Once you get past the complications introduced by Bitcoin script, the concept of channels and hashlocks is simple. A channel is an escrow arrangement that allows two participants to exchange payments directly between each other without having to contact a bank or blockchain to process and clear the payment. Let’s say that Alice and Bob want to open a channel. They go to the bank and open a special escrow account and each put in $100. They tell the bank

“Give this money back to us when you receive a note signed by both of us, with updated balances”

If Alice now wants to pay Bob $5, she writes a note that says

“Alice: $95, Bob: $105”

She signs this and sends it to Bob. Now Bob can consider himself paid. If he wants to get his money out of the channel, he signs the note as well, and gives it to the bank. The bank pays him $105 and Alice $95, and Bob is $5 ahead.

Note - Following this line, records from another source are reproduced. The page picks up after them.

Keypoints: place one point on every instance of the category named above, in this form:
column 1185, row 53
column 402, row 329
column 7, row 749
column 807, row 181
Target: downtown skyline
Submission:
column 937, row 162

There’s a problem: Someone can cheat. Let’s say that Alice and Bob have been exchanging these notes back and forth for a while, and the last note read

“Alice: $195, Bob: $5”.

If Bob wants to cheat, he could just take the first note to the bank and receive $105. To combat this, we use a sequence number and a “challenge period”. When Alice or Bob take a note to the bank, the challenge period starts. If during this challenge period, a signed note with a higher sequence number is submitted, the bank honors this note instead. This way, as long as Alice and Bob check in with the bank at least once every hold period, they can stop each other from cheating.

This mechanism lets Alice and Bob exchange as many payments as they want, as fast as they can send notes back and forth, within the amount that they have placed in escrow, without having to trust each other. But what if Alice wants to send a payment to someone she doesn’t have a channel open with? Let’s say that she wants to send a payment to Charlie, and Charlie has a channel open with Bob. She could send Bob a payment, and trust him to send Charlie a payment of the same amount. What if Alice wants to send Charlie a payment without having to trust Bob? This is possible with something called a hashlock.

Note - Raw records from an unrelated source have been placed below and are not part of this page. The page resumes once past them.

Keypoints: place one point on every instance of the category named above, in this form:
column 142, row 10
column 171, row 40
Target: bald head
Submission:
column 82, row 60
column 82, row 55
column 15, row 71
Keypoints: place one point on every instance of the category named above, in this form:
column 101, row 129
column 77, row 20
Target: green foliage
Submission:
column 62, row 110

Alice sends Bob a note with balances updated to give Bob a payment which says

“Only honor this note if Bob presents the preimage to this hash: 2bb80d537b1da3e38bd30361aa855686bde0eacd7162fef6a25fe97bf527a25b”

She sends the preimage to Charlie. Now Bob can only get his money if he can find the preimage. To get Charlie to give him the preimage, he prepares a note like the one that Alice sent him, locked with the same hash. For Charlie to unlock this payment, he must reveal the preimage to either the bank (if he’s going to close the channel at this step) or to Bob. Once Bob’s got the preimage, he can do the same to get his payment from Alice. Payment setup goes forward, payment authorization goes backward. At each step, incentives are aligned so that participants do not need to trust each other. This kind of payment can go over an arbitrary number of intermediary nodes, and if there is a large enough network, one can theoretically get a payment to anyone on the network.

This is how the Lightning network is supposed to operate. Of course, in the case of Lightning, the actual procedures are much more complex. This is not because the creators of Lightning were being intentionally obtuse. It is because Lightning needs to work with Bitcoin script, a non Turing complete language. This same type of network is far simpler to implement on Ethereum. Turing complete languages allow humans to express a series of steps in a way that makes sense to us. Non Turing complete languages force the programmer to jump through a lot of hoops, and work around the language. Tony’s complaints about the complexity of Lightning actually disprove his take on Turing complete languages from the previous section!

Tony asks “what if one of the hubs on the Lightning network gets popped?” Absolutely nothing happens to anyone using the hub for payments, although the operator of the hub could lose a lot of money. The entire system is premised upon the being able to move payments across nodes that one does not trust.